The secondary author of this study, a Professor Daniel Rees from the University of Colorado, has admitted he didn’t expect those results.
“If critics want to collect the data themselves, boy, the results will jump out at them the way they jumped out at us,” he said. “Our results are pretty robust. We’re pretty confident they’re going to hold up.”
Rees teamed up with D. Mark Anderson, an assistant professor of economics at Montana State University, to study US government statistics on road fatalities and drug behaviour to look at what happened in 13 medical marijuana states between 1990 and 2009.
They found the safety effect of legalization is comparable to gains from increasing the legal drinking age to 21, or mandating seat belts for those ages 14 to 18. The safety effect is even greater in the groups most at-risk for road fatalities: young, male, intoxicated, weekend night drivers.
“Legalization is associated with a 19-percent decrease in the fatality rate of 20-29 year-olds,” the study states.
Rees’ admits his hypothesis had been that “this is going to be crash central”.
The findings show the very opposite.
Using data from the Behavioral Risk Factor Surveillance System, the study also found that medical marijuana laws “are associated with decreases in the number of drinks consumed, especially among 20- through 29-year-olds.”
“Using data from the Beer Institute, we find beer sales fell after [legalization] comes into effect, suggesting marijuana substitutes for beer, the most popular alcoholic beverage among adults.”
The drop in drinking and the safety effect in the groups most associated with alcohol-involved road fatalities was so large “that a lightbulb went off,” Rees said. “’Oh, what’s going on? People are switching from alcohol to marijuana’.”
Rees at this point became speculative in his chat with the newspaper.
He suspects young males are the early adopters to changing medical marijuana law and as the overall climate of prohibition cools in a state, they switch from booze to the weed.

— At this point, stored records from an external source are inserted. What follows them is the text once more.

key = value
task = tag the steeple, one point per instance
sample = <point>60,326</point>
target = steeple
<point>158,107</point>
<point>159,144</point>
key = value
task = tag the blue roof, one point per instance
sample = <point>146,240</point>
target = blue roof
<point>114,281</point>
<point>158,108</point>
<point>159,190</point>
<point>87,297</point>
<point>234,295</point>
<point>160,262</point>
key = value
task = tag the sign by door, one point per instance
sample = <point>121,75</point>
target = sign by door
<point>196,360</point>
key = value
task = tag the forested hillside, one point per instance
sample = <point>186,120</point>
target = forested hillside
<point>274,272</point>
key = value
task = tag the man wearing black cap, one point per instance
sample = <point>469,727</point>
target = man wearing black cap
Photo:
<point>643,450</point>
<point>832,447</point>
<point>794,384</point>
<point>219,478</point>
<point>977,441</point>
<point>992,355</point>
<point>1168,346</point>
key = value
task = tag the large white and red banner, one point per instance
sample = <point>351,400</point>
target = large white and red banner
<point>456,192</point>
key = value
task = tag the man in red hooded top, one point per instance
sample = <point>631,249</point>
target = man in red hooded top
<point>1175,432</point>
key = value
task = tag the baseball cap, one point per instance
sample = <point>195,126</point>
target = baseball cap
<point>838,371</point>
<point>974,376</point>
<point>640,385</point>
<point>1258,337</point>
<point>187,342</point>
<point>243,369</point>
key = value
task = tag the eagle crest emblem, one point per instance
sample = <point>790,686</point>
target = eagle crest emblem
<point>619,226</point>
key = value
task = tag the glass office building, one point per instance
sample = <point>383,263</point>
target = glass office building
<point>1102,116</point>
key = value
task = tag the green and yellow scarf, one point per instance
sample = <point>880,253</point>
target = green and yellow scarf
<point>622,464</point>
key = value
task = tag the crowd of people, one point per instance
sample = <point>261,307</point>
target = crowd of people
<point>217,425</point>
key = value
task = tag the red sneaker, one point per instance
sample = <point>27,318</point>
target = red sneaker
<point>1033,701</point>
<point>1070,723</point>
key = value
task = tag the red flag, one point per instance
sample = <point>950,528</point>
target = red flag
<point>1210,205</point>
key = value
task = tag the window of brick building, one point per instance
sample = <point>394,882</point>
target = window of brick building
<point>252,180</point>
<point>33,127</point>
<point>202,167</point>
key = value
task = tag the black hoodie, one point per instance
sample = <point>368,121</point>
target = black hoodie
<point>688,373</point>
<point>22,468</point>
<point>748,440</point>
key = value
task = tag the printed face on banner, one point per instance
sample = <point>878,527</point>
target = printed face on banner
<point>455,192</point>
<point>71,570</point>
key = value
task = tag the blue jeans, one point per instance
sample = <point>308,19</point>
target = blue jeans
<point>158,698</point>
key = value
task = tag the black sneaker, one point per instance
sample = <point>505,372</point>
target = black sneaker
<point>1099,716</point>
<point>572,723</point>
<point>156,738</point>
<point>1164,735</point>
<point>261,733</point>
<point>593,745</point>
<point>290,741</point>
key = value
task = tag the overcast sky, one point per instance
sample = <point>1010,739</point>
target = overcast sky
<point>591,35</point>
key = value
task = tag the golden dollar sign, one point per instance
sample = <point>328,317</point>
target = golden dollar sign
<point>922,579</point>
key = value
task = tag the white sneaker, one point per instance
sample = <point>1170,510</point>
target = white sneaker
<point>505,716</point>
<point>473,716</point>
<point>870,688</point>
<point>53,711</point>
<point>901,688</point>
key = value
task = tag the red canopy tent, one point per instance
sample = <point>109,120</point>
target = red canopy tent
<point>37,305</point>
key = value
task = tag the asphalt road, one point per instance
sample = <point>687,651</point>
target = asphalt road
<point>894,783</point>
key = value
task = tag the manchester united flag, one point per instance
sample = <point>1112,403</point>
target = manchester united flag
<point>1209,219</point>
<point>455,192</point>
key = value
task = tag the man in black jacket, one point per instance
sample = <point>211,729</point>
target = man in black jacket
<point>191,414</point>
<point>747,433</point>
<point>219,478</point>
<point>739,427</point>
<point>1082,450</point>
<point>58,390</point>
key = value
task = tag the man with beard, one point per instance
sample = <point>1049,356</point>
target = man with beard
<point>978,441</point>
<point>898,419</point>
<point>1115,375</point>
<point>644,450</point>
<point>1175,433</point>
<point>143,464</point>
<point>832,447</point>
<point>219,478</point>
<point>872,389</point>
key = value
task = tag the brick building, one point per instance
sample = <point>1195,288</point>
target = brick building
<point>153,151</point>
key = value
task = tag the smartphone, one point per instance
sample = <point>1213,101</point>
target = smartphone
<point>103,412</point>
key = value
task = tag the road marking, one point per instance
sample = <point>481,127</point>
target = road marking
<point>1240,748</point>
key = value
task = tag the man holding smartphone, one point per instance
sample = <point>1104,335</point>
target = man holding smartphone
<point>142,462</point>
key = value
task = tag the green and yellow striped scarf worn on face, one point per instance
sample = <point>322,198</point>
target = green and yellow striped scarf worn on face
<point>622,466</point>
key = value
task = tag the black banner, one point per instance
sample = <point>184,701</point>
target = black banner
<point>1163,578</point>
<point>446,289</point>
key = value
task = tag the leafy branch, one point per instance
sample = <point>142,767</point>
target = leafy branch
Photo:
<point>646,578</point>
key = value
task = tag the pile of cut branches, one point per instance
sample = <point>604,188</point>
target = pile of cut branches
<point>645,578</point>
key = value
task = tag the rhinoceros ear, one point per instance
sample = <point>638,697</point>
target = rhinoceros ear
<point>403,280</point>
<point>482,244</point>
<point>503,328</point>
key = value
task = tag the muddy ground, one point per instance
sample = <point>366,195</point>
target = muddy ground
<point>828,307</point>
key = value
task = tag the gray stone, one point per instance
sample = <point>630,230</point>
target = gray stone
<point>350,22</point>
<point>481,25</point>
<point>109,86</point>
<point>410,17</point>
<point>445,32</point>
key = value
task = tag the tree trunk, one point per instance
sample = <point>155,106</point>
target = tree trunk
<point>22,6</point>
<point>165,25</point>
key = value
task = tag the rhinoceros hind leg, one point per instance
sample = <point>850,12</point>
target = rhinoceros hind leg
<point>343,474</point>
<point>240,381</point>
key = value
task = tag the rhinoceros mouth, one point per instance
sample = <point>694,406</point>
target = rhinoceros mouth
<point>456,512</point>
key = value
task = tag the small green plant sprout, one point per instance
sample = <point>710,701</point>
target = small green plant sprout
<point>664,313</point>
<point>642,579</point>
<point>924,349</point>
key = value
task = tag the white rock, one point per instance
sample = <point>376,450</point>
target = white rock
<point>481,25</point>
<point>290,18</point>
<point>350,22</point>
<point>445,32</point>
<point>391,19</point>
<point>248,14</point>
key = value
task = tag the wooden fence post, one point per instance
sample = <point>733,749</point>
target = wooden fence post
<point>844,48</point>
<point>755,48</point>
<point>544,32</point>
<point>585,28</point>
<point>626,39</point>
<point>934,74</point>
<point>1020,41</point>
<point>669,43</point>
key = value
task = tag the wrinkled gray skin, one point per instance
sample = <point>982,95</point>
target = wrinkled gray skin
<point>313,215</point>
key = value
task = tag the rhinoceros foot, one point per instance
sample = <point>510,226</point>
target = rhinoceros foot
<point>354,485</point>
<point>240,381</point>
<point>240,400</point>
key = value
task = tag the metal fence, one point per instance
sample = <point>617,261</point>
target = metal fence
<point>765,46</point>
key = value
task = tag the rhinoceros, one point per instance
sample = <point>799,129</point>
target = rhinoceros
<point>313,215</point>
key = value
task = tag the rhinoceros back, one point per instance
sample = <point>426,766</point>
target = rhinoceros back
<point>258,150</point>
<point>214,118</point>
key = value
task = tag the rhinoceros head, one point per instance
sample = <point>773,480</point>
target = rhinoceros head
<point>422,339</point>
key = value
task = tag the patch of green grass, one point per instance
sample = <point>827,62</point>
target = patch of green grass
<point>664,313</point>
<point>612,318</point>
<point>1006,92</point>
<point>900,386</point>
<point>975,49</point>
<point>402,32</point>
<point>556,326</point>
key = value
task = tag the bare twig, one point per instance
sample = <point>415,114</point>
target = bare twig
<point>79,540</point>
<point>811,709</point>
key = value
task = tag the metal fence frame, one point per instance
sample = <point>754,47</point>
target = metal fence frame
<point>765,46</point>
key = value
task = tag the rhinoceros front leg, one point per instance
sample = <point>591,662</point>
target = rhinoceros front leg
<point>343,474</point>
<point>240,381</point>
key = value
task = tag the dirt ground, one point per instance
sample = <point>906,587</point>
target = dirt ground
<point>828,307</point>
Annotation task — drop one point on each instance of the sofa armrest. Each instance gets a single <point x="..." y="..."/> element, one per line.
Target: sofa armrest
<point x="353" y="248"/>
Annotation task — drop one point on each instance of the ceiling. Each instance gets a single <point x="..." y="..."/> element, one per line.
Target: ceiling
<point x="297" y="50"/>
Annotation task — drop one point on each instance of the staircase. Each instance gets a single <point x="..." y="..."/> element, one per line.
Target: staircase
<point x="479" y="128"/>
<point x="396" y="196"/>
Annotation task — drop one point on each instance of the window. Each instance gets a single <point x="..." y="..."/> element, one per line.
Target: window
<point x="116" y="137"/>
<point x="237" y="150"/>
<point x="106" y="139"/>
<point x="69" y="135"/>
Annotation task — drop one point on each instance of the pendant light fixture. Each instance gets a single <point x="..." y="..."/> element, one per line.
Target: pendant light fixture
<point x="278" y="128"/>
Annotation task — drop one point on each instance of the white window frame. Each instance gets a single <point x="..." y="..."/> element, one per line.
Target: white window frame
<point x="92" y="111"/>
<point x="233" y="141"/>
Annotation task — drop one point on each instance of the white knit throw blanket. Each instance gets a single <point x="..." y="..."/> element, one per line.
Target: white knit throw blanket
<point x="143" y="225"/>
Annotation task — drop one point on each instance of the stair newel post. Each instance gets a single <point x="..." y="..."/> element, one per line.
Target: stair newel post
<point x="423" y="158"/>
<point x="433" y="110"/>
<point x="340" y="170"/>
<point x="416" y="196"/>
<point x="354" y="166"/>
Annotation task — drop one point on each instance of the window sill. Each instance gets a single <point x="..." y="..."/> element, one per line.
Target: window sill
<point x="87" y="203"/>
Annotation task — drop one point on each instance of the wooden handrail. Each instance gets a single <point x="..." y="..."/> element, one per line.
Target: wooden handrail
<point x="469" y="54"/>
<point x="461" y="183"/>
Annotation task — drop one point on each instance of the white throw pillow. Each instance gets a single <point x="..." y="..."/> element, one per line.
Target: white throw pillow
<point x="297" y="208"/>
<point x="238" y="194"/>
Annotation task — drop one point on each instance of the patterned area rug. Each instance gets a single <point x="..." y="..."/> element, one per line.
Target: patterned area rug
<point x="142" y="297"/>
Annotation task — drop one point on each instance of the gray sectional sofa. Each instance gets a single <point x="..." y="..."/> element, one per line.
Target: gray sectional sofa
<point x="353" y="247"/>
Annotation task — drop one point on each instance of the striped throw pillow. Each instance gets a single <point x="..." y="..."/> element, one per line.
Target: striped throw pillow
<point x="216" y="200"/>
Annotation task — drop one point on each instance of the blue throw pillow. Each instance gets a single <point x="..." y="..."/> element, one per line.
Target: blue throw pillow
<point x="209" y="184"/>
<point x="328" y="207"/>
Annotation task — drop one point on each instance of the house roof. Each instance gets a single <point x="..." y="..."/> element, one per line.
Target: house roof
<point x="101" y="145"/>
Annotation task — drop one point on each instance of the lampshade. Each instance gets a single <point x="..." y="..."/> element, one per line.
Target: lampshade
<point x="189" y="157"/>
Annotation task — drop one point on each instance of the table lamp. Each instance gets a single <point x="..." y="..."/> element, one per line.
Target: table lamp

“My suspicion is as soon as you open the door to individuals growing [medical] marijuana, you’ve opened the door to diversion to the recreational markets.”
Rees and Anderson both have experience studying risk behaviour among youth: Anderson worked on explaining methamphetamine’s decline in other states and Rees has worked on papers about marijuana and alcohol use.
Alf looks forward to his first opportunity to speak out on the matter in the new Parliament.